Processor designers have developed multiple techniques to facilitate a deep memory hierarchy that works at the nanosecond scale by providing a simple synchronous programming interface to the memory system. A load operation will logically block a thread's execution, with the program appearing to resume after the load completes. A host of complex microarchitectural techniques make high performance possible while supporting this intuitive programming model. Techniques include prefetching, out-of-order execution, and branch prediction. Since nanosecond-scale devices are so fast, low-level interactions are performed primarily by hardware.

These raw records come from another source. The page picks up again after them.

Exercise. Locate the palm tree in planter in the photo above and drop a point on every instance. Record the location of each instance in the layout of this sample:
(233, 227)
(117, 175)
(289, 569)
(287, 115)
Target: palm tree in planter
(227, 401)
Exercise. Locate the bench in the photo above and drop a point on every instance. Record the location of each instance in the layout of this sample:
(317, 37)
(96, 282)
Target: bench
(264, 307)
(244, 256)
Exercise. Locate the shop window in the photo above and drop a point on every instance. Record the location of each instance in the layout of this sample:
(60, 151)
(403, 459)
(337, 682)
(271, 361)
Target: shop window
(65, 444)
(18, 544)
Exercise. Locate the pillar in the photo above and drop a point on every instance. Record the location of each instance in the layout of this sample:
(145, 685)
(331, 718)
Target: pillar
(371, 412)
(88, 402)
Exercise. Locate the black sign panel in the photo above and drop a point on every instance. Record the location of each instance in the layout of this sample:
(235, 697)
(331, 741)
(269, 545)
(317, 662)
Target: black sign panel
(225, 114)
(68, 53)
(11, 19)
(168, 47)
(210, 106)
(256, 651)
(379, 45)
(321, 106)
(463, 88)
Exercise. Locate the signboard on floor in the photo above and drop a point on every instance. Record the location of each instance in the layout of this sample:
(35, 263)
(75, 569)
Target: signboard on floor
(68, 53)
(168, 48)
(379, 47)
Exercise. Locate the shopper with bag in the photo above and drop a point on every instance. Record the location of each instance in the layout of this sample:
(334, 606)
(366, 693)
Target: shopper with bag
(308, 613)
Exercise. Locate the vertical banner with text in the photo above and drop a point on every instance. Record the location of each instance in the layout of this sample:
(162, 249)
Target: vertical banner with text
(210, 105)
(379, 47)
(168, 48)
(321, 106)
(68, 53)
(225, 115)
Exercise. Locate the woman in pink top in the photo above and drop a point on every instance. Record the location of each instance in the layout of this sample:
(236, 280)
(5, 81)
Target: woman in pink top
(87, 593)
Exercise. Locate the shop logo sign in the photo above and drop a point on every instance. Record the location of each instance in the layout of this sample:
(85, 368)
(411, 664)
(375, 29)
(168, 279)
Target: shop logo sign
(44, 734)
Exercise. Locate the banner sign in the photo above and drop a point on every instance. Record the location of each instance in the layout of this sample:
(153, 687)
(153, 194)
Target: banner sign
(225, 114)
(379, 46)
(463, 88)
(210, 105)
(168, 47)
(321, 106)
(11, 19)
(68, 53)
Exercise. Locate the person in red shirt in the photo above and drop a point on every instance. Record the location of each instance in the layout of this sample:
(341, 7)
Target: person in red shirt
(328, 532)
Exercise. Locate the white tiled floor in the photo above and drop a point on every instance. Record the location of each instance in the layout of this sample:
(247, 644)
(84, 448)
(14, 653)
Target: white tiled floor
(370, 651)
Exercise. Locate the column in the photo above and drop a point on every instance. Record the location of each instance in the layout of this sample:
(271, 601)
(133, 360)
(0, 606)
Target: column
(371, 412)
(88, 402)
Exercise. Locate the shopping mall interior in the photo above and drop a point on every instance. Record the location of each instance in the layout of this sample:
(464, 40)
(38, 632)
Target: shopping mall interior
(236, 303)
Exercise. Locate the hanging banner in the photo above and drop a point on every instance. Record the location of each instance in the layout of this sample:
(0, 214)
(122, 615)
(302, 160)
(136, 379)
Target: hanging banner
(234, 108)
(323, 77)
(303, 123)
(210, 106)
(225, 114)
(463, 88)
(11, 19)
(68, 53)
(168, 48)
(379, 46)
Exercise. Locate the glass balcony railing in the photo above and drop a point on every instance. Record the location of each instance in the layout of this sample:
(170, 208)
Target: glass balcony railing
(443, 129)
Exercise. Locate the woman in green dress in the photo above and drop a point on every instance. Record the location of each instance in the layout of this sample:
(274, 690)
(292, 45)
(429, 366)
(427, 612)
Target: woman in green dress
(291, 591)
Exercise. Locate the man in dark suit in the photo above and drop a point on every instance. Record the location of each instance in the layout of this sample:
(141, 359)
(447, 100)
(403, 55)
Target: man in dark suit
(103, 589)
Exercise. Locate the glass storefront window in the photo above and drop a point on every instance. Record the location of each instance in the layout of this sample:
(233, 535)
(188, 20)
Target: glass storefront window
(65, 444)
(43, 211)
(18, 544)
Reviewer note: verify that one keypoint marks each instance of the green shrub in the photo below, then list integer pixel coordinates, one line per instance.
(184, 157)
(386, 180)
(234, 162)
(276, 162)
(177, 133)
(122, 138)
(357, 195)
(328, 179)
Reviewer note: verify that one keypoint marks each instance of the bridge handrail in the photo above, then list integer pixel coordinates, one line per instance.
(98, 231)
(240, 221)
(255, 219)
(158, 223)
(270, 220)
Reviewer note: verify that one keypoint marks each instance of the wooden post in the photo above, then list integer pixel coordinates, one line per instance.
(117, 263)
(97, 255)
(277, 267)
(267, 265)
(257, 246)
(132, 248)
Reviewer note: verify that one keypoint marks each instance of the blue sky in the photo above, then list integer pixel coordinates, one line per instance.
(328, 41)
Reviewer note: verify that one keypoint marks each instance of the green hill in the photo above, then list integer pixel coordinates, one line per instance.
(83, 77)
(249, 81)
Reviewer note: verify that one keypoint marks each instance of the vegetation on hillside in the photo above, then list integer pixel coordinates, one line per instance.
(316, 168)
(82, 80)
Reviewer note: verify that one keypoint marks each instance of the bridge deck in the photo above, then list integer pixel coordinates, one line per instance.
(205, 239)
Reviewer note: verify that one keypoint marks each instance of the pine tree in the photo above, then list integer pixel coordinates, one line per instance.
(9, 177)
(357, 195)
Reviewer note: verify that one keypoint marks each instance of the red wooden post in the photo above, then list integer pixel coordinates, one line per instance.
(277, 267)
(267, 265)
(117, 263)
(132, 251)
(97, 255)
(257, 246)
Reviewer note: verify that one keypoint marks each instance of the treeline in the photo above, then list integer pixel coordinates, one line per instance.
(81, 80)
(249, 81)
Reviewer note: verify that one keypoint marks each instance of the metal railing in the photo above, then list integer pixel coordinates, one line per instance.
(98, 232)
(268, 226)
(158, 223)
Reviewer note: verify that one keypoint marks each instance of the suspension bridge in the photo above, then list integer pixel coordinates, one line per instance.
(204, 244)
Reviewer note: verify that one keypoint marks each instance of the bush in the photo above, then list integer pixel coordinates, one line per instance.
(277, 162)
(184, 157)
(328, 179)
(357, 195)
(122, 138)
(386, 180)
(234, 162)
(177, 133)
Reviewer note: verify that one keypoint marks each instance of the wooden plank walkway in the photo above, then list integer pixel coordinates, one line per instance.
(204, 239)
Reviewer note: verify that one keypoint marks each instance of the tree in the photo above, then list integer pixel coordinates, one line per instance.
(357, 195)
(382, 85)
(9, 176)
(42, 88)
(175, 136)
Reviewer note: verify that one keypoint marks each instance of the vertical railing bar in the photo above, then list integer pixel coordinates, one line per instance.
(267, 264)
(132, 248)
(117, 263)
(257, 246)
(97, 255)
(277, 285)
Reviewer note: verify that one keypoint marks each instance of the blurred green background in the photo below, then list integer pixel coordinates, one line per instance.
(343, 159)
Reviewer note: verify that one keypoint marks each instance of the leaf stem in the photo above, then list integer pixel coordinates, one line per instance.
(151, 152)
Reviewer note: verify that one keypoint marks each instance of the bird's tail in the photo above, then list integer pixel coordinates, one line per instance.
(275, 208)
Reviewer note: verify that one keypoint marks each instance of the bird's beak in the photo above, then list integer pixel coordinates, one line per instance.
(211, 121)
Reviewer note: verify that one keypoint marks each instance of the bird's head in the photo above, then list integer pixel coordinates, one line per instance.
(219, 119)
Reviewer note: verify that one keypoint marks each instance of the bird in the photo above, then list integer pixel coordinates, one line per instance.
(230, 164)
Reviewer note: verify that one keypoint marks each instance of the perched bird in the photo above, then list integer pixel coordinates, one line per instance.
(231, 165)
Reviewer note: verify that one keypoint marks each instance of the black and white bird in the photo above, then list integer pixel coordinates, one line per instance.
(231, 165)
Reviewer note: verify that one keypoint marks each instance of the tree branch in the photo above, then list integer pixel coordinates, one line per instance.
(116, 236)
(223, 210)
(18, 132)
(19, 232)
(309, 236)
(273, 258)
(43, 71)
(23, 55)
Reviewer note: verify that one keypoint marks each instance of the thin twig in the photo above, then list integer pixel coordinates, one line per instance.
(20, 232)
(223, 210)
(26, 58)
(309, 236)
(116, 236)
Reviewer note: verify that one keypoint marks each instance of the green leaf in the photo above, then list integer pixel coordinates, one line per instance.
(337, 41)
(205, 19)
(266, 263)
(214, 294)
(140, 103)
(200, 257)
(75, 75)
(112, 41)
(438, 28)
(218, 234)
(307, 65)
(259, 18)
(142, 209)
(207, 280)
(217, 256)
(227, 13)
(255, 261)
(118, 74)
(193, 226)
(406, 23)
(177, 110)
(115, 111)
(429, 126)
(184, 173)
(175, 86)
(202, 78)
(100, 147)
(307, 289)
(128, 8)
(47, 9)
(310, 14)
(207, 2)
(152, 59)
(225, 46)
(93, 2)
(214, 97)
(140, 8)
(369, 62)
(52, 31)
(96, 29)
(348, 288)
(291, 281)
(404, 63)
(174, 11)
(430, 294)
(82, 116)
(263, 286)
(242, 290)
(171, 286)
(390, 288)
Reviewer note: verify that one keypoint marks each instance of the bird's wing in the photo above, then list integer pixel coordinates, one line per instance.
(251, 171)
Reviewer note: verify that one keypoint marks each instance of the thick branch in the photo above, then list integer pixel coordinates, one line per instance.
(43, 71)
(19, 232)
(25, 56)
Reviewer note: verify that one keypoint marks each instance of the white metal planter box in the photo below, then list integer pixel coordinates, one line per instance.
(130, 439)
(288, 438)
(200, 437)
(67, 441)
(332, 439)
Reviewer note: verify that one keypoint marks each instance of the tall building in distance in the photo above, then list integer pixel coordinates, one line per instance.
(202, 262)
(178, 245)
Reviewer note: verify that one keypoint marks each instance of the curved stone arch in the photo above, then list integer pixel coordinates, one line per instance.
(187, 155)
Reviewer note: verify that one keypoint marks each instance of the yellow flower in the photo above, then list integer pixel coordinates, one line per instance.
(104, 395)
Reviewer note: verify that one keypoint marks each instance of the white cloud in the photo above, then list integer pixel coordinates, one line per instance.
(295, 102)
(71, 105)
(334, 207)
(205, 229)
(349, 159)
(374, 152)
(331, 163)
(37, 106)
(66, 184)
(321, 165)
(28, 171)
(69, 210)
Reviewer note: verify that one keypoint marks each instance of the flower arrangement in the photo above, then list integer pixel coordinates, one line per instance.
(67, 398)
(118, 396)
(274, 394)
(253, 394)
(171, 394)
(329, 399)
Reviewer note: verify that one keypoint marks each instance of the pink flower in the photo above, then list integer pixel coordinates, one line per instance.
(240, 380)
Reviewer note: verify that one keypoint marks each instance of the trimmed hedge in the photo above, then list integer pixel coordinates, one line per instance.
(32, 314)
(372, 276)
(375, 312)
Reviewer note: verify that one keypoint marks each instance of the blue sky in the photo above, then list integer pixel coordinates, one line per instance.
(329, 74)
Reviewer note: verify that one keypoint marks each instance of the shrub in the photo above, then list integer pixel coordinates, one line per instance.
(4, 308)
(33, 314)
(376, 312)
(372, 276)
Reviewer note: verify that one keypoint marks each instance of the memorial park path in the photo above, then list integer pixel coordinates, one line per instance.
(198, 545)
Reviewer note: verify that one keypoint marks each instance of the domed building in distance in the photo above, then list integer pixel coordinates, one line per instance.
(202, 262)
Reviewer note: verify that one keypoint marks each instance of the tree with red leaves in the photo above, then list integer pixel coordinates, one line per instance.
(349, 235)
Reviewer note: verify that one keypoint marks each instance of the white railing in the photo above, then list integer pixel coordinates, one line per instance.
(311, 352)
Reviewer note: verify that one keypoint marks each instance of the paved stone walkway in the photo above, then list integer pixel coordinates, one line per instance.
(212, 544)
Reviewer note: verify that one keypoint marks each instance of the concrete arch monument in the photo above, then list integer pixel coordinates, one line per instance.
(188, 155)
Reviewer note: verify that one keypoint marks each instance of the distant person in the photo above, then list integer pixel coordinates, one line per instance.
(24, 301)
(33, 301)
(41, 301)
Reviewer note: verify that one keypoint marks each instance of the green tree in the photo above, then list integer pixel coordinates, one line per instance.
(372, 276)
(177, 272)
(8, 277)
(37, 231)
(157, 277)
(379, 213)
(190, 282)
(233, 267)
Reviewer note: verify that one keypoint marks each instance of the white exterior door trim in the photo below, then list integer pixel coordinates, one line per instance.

At the other end of the latency-mitigating spectrum, computer scientists have worked on a number of techniques—typically software based—to deal with the millisecond time scale. Operating system context switching is a notable example. For instance, when a read() system call to a disk is made, the operating system kicks off the low-level I/O operation but also performs a software context switch to a different thread to make use of the processor during the disk operation. The original thread resumes execution sometime after the I/O completes. The long overhead of making a disk access (milliseconds) easily outweighs the cost of two context switches (microseconds). Millisecond-scale devices are slow enough that the cost of these software-based mechanisms can be amortized (see Table 1).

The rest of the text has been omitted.